Ainsi, nous saurons toutes ces velléités de l’Occident qui, pour devenir réalité, sont soutenues sur le terrain par des acteurs qui suivent la situation au quotidien, puisqu’ils sont les premiers bénéficiaires. Il s’agit là d’une véritable stratégie, en des plans d’actions, bien réfléchis, conséquents, à l’avantage des ouailles de la grande puissance mondiale, au moment où les nôtres – qui n’en possèdent aucune (de stratégie) – pèchent par leur manque de sérieux et d’unité.
D’ailleurs, nous et notre «Ligue arabe», une caisse de résonance, ou plutôt une coquille vide, nous ne faisons que de la figuration navrante et pitoyable pendant les conflits qu’on nous impose dans nos territoires, devenus hélas, des champs de prédilection pour des usages belliqueux. Réfléchir autrement que cela, concernant les conflits de nos frères arabes, est d’une naïveté excessive qui ne nous mène pas très loin.

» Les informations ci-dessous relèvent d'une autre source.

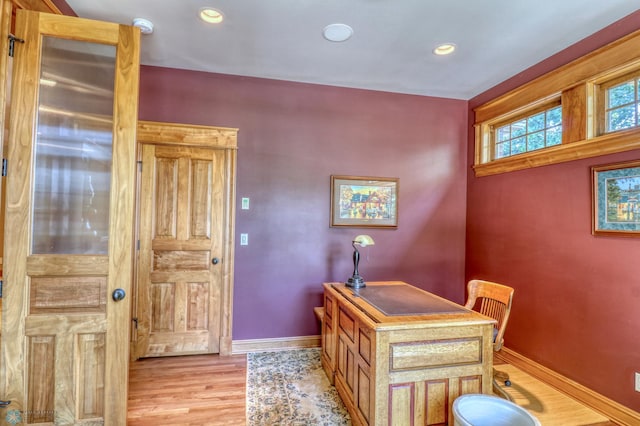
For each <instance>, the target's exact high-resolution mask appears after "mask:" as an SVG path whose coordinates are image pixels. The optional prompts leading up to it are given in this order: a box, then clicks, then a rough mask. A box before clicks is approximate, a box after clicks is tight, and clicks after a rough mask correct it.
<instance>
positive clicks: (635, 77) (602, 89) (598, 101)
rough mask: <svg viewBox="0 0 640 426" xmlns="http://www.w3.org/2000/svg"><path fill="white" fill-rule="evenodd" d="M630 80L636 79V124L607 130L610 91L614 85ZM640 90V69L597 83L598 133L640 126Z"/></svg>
mask: <svg viewBox="0 0 640 426" xmlns="http://www.w3.org/2000/svg"><path fill="white" fill-rule="evenodd" d="M628 81H635V92H636V100H635V102H634V104H635V105H636V125H635V126H632V127H629V128H626V129H619V130H612V131H607V103H608V102H607V100H608V99H609V94H608V91H609V89H611V88H612V87H615V86H618V85H620V84H621V83H625V82H628ZM639 91H640V69H639V70H634V71H632V72H628V73H625V74H623V75H620V76H614V77H613V78H609V79H607V80H605V81H603V82H601V83H599V84H598V85H597V98H596V99H597V114H596V117H597V118H596V120H597V134H598V135H605V134H611V133H617V132H623V131H625V130H630V129H636V128H640V117H639V116H638V107H639V106H640V99H639V98H638V92H639Z"/></svg>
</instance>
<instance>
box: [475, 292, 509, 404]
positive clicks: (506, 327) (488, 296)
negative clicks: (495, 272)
mask: <svg viewBox="0 0 640 426" xmlns="http://www.w3.org/2000/svg"><path fill="white" fill-rule="evenodd" d="M467 291H468V293H469V294H468V297H467V303H466V304H465V307H466V308H468V309H473V310H475V311H478V312H480V313H481V314H483V315H486V316H488V317H491V318H493V319H495V320H496V321H497V323H496V324H495V325H494V330H493V351H494V352H498V351H499V350H500V349H502V345H503V343H504V331H505V329H506V328H507V321H508V320H509V314H510V313H511V303H512V301H513V288H511V287H507V286H506V285H502V284H497V283H493V282H490V281H483V280H471V281H469V283H468V284H467ZM498 380H500V381H503V382H504V384H505V385H506V386H511V382H510V381H509V375H508V374H507V373H504V372H502V371H498V370H496V369H495V368H494V369H493V390H494V392H496V393H498V394H499V395H500V396H502V397H503V398H505V399H508V400H510V401H512V398H511V397H510V396H509V394H507V393H506V392H505V391H504V390H503V389H502V388H500V386H498Z"/></svg>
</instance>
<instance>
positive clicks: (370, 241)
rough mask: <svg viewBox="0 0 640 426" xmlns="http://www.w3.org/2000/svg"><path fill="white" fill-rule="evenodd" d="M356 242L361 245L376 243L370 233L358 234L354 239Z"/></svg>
mask: <svg viewBox="0 0 640 426" xmlns="http://www.w3.org/2000/svg"><path fill="white" fill-rule="evenodd" d="M353 243H354V244H358V245H359V246H360V247H366V246H372V245H375V242H374V241H373V238H371V237H370V236H368V235H358V236H357V237H355V238H354V239H353Z"/></svg>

Comment voyez-vous l’avenir de la Syrie?
Tout d’abord, il faut savoir, et en être convaincu, que la Syrie est un grand pays, et que son peuple est un grand peuple. Ainsi, tout ce qui se manigance présentement peut être vite pansé demain, parce que les Syriens – pour peu qu’on leur laisse le soin de régler leurs problèmes par eux-mêmes – ont cette capacité de rebondir très facilement et se mettre fermement debout, sur leurs pieds. Alors, incontestablement, l’avenir de ce pays ne devrait se faire qu’avec les Syriens. Aujourd’hui, il y a des massacres, il y a des dépassements, il y a du sang , il y a de l’incompréhension; nous avons connu tout cela, chez nous, en Algérie, en des circonstances, bien sûr différentes, mais aussi difficiles que celles que traversent nos frères syriens.
A charge pour les parties en lutte dans le territoire syrien, opposants et gouvernants, de comprendre qu’il n’y a qu’eux, et eux seuls, qui puissent mener leur pays vers une solution possible afin d’éloigner le spectre de cette guerre fratricide qui ne bénéficie qu’aux ennemis de la Syrie et de la cause palestinienne.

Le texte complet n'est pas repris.